See Cal. Const. art. II, §§ 13-19; Colo. Const. art. XXI, §§ 1-4; Idaho Const. art. VI, § 6; La. Const. art. X, § 26; Mich. Const. art. II, § 8; Nev. Const. art. II, § 9; N.J. Const. art. I, ¶ 2; N.D. Const, art. III, §§ 1-10; Or. Const, art. II, § 18; Wis. Const. art. XIII, § 12.
(1) City of Spokane Personnel Policy, Electronic Communications, HR-52; (2) City of Spokane Personnel Policy, Email, HR-55; (3) a Spokane Spokesman-Review article by Mike Prager dated May 9,2005, along with an affidavit signed by Cherie Rodgers; (4) an e-mail and AOL (America Online) instant messaging exchange between Mayor West and Moto-Brock obtained by the Spokane Spokesman-Review, (5) an e-mail from Mayor West to Moto-Brock dated March 21, 2005; (6) a Spokane Spokesman-Review article by Bill Morlin dated May 5,2005; and (7) an e-mail exchange between Mayor West and Brock Stewart obtained by the Spokane Spokesman-Review, dated March 8, 2005 through March 21, 2005. CP at 58-84. “Moto-Brock” was an alias used by a forensic computer expert hired by the Spokane Spokesman-Review to verify Mayor West’s on-line presence. CP at 81.
The e-mail stated:
Dear [Moto-Brock]:
A friend of mine has asked if I would consider you for an internship in the Mayor’s office. He informs me that you are a high school senior at Ferris high school in Spokane. He also says that you are an excellent student and a member of the football team.

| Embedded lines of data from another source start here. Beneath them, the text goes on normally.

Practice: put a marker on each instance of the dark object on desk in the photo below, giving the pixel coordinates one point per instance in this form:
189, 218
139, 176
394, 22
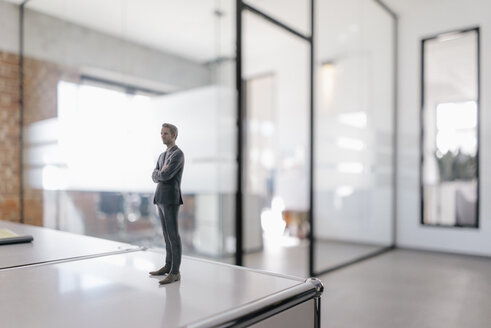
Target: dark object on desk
16, 240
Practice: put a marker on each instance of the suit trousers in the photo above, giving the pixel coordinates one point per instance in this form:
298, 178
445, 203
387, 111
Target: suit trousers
168, 217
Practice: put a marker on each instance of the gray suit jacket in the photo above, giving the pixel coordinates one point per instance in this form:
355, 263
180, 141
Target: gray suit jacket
169, 181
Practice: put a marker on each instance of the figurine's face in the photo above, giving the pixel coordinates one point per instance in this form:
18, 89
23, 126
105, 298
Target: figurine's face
167, 138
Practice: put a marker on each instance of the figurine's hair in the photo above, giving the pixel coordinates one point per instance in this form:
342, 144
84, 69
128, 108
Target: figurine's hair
172, 128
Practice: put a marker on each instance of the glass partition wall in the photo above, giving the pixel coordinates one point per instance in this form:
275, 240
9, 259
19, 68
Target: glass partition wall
315, 173
276, 115
354, 132
99, 81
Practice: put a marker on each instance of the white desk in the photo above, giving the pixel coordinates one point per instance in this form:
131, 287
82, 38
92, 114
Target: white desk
116, 291
52, 245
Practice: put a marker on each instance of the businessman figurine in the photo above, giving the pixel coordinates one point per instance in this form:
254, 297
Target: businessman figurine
167, 174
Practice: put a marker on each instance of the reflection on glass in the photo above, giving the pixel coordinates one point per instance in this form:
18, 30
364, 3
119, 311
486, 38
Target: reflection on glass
450, 138
276, 147
95, 99
354, 131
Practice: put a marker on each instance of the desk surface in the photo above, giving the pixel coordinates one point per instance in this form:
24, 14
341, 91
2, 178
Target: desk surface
52, 245
116, 291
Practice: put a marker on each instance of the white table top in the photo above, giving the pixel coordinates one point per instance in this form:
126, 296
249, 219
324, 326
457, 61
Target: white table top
52, 245
116, 291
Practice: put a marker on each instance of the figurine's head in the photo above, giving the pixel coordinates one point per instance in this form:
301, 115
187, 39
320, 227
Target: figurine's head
168, 134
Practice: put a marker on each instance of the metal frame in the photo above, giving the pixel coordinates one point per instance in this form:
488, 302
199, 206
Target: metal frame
21, 110
422, 134
240, 7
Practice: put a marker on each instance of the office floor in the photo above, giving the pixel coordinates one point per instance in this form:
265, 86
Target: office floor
406, 288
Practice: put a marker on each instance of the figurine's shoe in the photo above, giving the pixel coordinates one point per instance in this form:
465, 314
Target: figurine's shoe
170, 278
163, 270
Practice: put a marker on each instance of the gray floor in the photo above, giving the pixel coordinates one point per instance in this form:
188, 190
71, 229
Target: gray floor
405, 288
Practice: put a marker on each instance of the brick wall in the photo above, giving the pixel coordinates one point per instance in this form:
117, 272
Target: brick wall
9, 137
40, 103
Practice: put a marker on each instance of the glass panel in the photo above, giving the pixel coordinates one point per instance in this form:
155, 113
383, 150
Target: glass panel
100, 79
293, 13
276, 191
353, 207
450, 135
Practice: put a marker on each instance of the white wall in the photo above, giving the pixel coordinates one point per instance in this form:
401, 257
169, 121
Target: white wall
420, 21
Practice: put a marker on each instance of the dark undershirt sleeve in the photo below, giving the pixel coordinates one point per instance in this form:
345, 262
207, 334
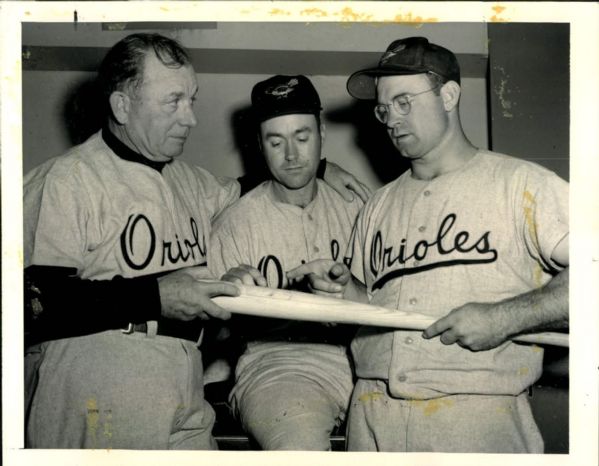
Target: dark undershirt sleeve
58, 304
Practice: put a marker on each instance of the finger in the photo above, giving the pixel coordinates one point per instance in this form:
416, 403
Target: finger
347, 192
436, 328
231, 278
256, 276
216, 311
299, 272
320, 284
213, 289
199, 272
449, 338
339, 273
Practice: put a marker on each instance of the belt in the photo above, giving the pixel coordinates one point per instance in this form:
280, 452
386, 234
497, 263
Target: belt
186, 330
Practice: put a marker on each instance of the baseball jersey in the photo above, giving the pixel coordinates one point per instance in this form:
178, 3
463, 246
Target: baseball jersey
482, 233
276, 237
106, 216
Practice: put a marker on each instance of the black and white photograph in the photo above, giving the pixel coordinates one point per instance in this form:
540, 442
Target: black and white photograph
301, 232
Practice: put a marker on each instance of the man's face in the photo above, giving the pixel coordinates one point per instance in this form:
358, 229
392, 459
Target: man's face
423, 128
161, 110
291, 145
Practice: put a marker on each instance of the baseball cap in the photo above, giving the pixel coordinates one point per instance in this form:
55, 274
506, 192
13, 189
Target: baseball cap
284, 95
412, 55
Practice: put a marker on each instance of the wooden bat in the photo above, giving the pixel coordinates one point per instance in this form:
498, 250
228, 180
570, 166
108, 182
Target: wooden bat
295, 305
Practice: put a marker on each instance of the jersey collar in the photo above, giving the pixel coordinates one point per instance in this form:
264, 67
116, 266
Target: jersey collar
123, 151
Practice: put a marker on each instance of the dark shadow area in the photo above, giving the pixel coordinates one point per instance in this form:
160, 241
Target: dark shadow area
245, 138
549, 400
372, 139
84, 111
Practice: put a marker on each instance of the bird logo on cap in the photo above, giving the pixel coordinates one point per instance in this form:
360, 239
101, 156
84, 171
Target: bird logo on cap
283, 90
391, 53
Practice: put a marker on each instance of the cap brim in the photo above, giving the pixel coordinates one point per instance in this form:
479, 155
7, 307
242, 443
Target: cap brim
266, 115
361, 85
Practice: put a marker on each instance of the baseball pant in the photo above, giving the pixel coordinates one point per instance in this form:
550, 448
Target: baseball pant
456, 423
292, 399
117, 391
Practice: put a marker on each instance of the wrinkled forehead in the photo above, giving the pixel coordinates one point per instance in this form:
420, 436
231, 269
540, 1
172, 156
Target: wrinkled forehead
155, 72
290, 123
390, 86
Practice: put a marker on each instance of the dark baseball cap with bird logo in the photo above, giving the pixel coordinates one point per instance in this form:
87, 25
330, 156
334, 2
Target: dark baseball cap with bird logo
412, 55
284, 95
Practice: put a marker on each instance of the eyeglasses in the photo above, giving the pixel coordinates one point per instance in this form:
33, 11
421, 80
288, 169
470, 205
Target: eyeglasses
402, 104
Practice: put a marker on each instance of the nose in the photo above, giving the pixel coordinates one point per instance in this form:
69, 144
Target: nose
188, 117
394, 118
290, 151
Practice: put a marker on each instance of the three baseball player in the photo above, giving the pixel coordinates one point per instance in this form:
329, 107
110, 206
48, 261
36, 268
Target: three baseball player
475, 238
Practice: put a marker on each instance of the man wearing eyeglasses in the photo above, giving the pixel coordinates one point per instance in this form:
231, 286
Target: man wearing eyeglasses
475, 238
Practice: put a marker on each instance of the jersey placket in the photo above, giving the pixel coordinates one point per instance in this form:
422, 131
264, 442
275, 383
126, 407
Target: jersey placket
407, 344
313, 249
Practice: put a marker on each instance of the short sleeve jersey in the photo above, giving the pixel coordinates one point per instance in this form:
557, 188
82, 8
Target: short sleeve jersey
106, 216
482, 233
276, 237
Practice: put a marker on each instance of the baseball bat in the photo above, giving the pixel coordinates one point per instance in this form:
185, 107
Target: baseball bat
295, 305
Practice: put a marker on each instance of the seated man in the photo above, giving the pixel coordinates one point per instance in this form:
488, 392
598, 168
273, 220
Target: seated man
294, 380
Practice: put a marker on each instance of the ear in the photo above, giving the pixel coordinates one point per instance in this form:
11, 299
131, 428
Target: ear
450, 92
120, 104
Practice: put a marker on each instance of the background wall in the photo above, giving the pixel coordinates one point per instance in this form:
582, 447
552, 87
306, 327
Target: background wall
59, 108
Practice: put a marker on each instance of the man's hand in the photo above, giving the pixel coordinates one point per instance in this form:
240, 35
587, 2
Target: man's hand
474, 326
324, 276
345, 183
184, 296
245, 275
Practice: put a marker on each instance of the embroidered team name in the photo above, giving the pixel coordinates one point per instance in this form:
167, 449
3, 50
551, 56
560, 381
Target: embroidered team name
139, 230
271, 268
447, 242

If you are interested please contact Melissa Murphy in my office at 625-6250. She will have you fill out an application which will need your parent’s and school official’s approval. We look forward to hearing from you.
CP at 78.
Mayor West’s use of his office e-mail account to invite a student to apply for an internship with his office does not violate either of the city of Spokane’s policies attached by Ms. Sullivan because the e-mail did not concern personal relationships, dating, or sex. See CP at 58-67.
I agree with the majority’s resolution of Mayor West’s challenge to the trial court’s power to correct the ballot synopsis. The plain language of RCW 29A.56.140 precludes review of the trial court in this regard. I also agree with the majority denying both Mayor West’s RAP 9.11 motion and Ms. Sullivan’s motion for sanctions.